- Country: Australia
- Location: Sallys Flat, New South Wales
- Coordinates: 32°57′58″S 149°38′10″E﻿ / ﻿32.966°S 149.636°E
- Status: Operational
- Commission date: 2021
- Owner: CWP Renewables

Wind farm
- Type: Onshore
- Hub height: 91.5 metres (300 ft)
- Rotor diameter: 137 metres (449 ft)

Power generation
- Nameplate capacity: 134.31 MW
- Capacity factor: 33.4% (projected)
- Annual net output: 392 GWh (projected)

External links
- Website: https://cwprenewables.com/our-projects/crudine-ridge-wind-farm

= Crudine Ridge Wind Farm =

Wind farm near Mudgee, Australia

Crudine Ridge Wind Farm is a 134 MW wind farm constructed and owned by CWP Renewables near Sallys Flat, 45 km south of Mudgee in New South Wales, Australia. It consists of 37 wind turbines, each rated to 3.63 MW. The towers are 91.5 metres tall, have a 137-metre rotor diameter, and a tip height of 160 metres. Commercial operations began in mid 2021. Annually, it is projected to generate 392 GWh at a capacity factor of 33.4% on average.

== Operations ==
The wind farm registered first output in December 2020 and reached full output in July 2021 and has operated continuously since then. The generation table uses eljmkt nemlog to obtain generation values for each month.
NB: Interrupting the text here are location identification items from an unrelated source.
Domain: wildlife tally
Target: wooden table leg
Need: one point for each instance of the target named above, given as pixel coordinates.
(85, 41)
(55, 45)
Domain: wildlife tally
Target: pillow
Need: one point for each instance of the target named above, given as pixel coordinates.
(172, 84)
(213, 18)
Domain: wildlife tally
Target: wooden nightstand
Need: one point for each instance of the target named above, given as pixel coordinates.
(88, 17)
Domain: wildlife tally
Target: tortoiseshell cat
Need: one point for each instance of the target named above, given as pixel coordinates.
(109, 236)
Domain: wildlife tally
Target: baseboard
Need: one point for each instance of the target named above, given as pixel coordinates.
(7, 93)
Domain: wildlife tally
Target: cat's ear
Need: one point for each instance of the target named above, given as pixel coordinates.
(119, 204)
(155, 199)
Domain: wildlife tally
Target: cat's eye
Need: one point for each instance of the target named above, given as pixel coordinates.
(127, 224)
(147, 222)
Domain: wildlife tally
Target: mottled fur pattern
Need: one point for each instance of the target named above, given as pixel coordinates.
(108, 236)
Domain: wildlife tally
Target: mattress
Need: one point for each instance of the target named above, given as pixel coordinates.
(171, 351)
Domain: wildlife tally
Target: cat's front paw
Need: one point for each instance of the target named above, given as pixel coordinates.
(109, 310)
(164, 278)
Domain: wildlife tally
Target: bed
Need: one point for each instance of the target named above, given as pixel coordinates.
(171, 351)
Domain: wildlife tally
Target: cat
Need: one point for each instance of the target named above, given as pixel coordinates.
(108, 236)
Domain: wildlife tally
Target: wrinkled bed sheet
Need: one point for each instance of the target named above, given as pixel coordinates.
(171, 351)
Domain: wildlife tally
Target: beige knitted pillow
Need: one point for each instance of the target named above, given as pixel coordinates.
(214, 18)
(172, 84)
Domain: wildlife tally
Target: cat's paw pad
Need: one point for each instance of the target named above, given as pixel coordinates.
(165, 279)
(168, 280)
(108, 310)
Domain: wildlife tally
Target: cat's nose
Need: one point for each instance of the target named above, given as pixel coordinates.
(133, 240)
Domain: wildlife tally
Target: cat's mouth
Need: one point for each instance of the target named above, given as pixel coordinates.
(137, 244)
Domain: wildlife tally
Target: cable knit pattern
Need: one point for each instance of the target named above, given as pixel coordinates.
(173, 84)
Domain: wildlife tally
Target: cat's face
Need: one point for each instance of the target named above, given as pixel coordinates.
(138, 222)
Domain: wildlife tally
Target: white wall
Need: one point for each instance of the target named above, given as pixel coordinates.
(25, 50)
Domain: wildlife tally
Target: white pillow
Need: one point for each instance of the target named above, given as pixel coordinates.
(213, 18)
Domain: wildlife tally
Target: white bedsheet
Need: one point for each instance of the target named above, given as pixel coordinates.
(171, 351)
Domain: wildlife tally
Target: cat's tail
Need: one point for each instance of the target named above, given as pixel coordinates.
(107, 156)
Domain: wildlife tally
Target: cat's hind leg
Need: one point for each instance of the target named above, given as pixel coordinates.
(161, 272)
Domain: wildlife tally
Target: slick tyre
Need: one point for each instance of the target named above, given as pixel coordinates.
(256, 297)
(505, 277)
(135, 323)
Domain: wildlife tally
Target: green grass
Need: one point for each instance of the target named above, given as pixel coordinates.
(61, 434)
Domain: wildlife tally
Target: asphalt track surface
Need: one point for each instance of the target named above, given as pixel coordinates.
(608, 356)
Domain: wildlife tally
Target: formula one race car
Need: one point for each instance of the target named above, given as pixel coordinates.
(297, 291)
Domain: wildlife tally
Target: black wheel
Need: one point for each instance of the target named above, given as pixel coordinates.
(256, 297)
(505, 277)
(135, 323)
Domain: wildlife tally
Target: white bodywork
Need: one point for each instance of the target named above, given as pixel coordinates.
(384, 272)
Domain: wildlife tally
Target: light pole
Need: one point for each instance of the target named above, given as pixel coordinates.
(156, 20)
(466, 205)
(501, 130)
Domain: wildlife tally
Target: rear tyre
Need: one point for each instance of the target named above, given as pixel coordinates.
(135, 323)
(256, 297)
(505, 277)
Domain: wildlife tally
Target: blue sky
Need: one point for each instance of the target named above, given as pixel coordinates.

Crudine Ridge Wind Farm Generation (MWh)
| Year | Total | Jan | Feb | Mar | Apr | May | Jun | Jul | Aug | Sep | Oct | Nov | Dec |
|---|---|---|---|---|---|---|---|---|---|---|---|---|---|
| 2020 | 1,862 | N/A | N/A | N/A | N/A | N/A | N/A | N/A | N/A | N/A | N/A | 0 | 1,862* |
| 2021 | 270,650 | 2,435* | 9,957* | 13,627* | 14,365* | 15,224* | 23,749 | 35,931* | 36,110 | 34,385 | 31,194 | 31,044 | 22,629 |

Note: Asterisk indicates power output was limited during the month.